February 12, 2009

ICANN't

Here's a question: in the age of crowdsourcing, social networking, and distributed peer-to-peer filesharing, why do we have to pay a centralized body $2500 for the right to directly register a domain name? Small wonder that some disagree. Part of the issue is DNS itself - to translate that nice, human-readable URL into an IP address like 64.58.66.214, your computer has to ask a translator. To find the right translator, it asks a global directory.

If you have any background in security whatsoever, digital or otherwise, you're probably asking yourself - isn't that a really dumb idea? Sure. Let's ignore that, however, and envision instead the following scenario:

A person, who we'll call X, decides one night to nmap -sP 0.0.0.0/0 | grep "appears to be up". X then scrapes DNS and WHOIS info for each responding host using nslookup and whois into a massive database. Since X is a computer programmer par excellence with access to infinite upload bandwidth, they write their own server capable of answering all DNS queries worldwide.

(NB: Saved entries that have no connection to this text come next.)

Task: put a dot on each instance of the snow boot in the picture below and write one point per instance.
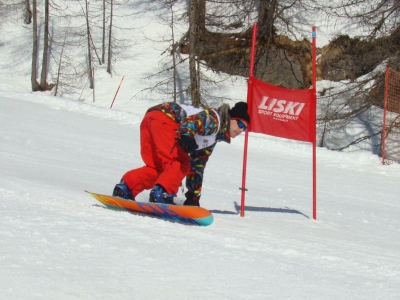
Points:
(159, 195)
(121, 190)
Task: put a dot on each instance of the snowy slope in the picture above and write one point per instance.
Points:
(56, 242)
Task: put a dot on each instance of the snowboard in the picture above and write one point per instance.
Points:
(192, 215)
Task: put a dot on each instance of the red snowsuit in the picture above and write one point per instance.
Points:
(166, 163)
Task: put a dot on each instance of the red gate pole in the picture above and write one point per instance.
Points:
(249, 102)
(313, 130)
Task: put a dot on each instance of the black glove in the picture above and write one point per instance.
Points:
(191, 199)
(187, 143)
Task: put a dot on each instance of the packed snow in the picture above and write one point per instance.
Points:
(57, 242)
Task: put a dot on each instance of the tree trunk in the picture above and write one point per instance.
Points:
(109, 39)
(91, 84)
(43, 77)
(202, 17)
(266, 17)
(103, 43)
(35, 85)
(27, 13)
(193, 34)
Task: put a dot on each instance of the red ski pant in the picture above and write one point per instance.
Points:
(166, 163)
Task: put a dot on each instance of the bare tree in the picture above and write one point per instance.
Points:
(193, 37)
(46, 39)
(35, 85)
(27, 12)
(109, 59)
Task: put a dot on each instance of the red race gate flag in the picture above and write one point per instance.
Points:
(282, 112)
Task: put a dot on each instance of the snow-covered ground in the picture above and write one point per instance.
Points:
(57, 242)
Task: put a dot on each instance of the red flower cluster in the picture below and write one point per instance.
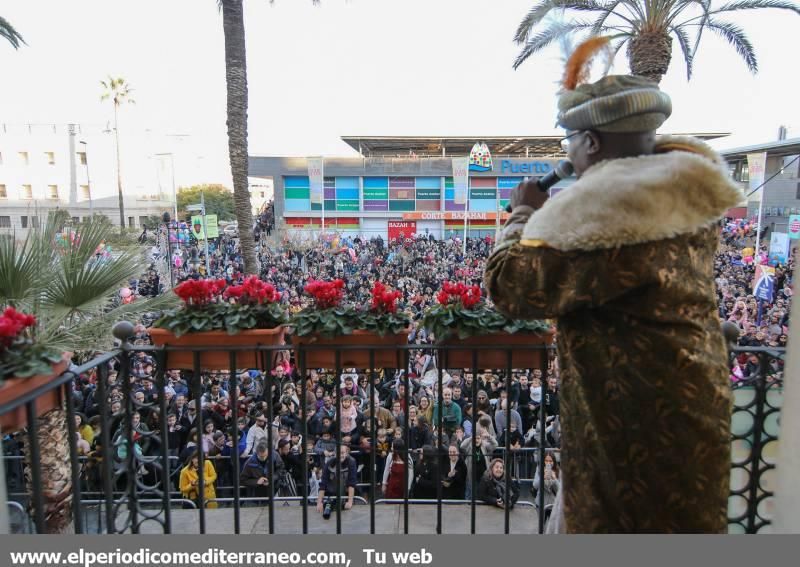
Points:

Obviously, there are some minor wrinkles - like the intractability of crawling the IPv6 address space, or the impossibility of X being able to serve the immense global DNS lookup demand, or the infeasibility of expecting your average (read: clueless) computer user to change their DNS lookup settings. The above scheme is clearly suboptimal, though; the scraping part is embarrassingly parallel, and X could easily publish the data publicly - as a torrent, say, or as multiple smaller chunks.

Of course, this opens up a whole new can of worms: as a decentralized DNS provider, I could direct every lookup to my website or add entries for my competitors pointing to, er, less reputable content. Nevertheless, the idea is at least plausible; with a reliable trust model and just enough regulation of domain markets to shut out serial cybersquatters, it might even be workable.